Oublier très vite l’idée qu’après un échange de regards fièvreux il vous plaquera au mur au son d’une musique techno transcendantale pour le baiser du siècle. Chargez-vous rapidement de l’appeler vous-mêmes, l’amener dans le club, le faire boire et le plaquer au mur. Si vous avez de la chance il vous rendra peut-être votre baiser, sinon, persévérer.

Ton expression/mot allemand préféré?
Genau. Que j’ai longtemps confondu avec « Natürlich » donc en tant que serveuse je l’utilisais à peu près toutes les minutes dix. Ja genau !

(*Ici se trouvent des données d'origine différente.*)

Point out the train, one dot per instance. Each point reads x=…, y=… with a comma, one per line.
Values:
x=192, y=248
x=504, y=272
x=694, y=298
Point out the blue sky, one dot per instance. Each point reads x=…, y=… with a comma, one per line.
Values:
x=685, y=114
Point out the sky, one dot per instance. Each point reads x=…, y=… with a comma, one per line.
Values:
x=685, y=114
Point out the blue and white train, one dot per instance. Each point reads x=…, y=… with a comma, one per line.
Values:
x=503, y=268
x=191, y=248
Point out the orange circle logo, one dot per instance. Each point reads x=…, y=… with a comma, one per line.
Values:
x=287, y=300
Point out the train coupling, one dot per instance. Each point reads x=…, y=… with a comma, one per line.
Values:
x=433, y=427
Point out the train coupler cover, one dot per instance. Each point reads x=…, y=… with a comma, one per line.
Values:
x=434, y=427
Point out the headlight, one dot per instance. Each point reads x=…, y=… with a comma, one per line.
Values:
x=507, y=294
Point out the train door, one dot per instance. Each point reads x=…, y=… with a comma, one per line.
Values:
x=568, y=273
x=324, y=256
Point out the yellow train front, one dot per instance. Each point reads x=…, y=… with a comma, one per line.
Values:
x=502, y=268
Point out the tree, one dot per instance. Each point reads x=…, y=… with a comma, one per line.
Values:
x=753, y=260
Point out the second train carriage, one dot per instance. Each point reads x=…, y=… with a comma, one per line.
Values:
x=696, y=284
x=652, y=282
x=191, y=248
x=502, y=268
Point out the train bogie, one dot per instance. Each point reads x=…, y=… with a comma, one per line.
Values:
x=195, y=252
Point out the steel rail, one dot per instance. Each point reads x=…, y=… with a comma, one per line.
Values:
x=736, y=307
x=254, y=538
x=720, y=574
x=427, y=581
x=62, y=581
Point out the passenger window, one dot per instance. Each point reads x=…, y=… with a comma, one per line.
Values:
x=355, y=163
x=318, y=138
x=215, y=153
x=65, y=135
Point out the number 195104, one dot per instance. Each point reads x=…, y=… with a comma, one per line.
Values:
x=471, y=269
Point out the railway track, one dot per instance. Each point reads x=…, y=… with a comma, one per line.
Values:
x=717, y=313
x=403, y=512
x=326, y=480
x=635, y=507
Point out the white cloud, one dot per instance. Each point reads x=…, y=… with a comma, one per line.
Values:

Ton insulte allemande préférée?
Der Typ ist total bescheuert ! Be-scheu-ert !

Vous pouvez lire Jule/Julie/Juliette/Juuu.... sur le Berlinographe, sur rue89 ou sur son site éponyme; vous pouvez aussi l'écouter passer le mur embarquée sur soundlcoud ou vous re délecter des Atmosphères Berlinoises.

Et surtout vous pouvez vous procurer son livre ici






1 commentaire:

  1. C'est étonnant de se dire qu'il y a plein de nouveaux blogueurs berlinois interviewés alors que les vieux de la vieille, genre le Berliniquais ou Gonzague Loumintope, qui vivent ici et écrivent sur la ville depuis des années sont systématiquement oubliés. Vous me direz sans doute qu'on n'a pas besoin d'écrire sur eux, vu qu'ils ont déjà une certaine réputation. C'est pas faux.